We need to build the model to determine the price of a used car.We are interested in the following parameters :
- the quality of the prediction
- the speed of the prediction
- the time required for training
The dataset can be found here: www.kaggle.com/dataset/f8a4f6645bbf81179d976bfd42fa80ee167f68e4408da355810110f0dc6ac001
Step 1: Preprocess the data
We will remove anomalies, fill missing values(where possible), reduce the number of categories for features (there are around 250 categories for Model column), remove uninformative features.
Step 2: Prepare data for model training
Since we will be building RandomForest and Linear Regression models among others, we need to encode categorical features. One hot encoding has been used for this purpose. For models which deal only with numeric data it is better to use dummification instead of label encoding.

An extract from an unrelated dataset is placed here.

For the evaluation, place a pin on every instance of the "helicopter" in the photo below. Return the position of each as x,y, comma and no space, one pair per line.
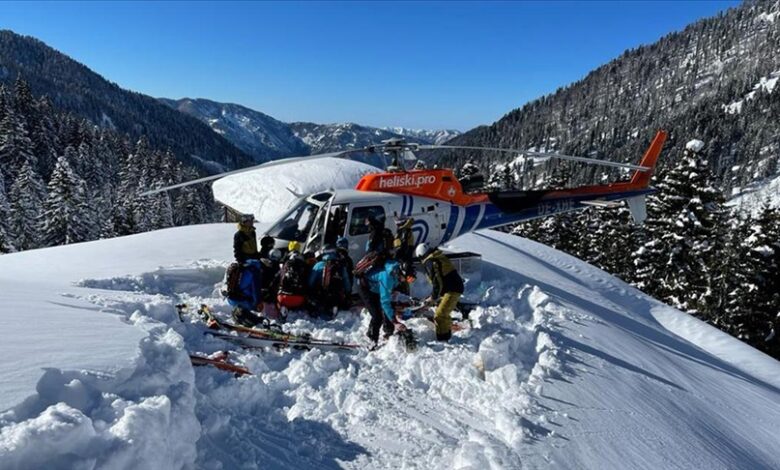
435,199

Label encoding only maps each string to an integer and the model will wrongly interpret this as having a numeric relationship with target variable and other features. We will also scale numeric variables using StandardScaler. LightGBM and Catboost can work with categorical features so there is no need to send encoded features for model training.
Step 3: Model building
We will build Linear Regression fo sanity check. Random Forest, and stochastic gradient boosting trees, Xgboost, LightGBM, Catboost.
The statistic used as a measure of model's performance is RMSE. RMSE for test set for each model along with training time and prediction time have been stored in a dataframe for comparison.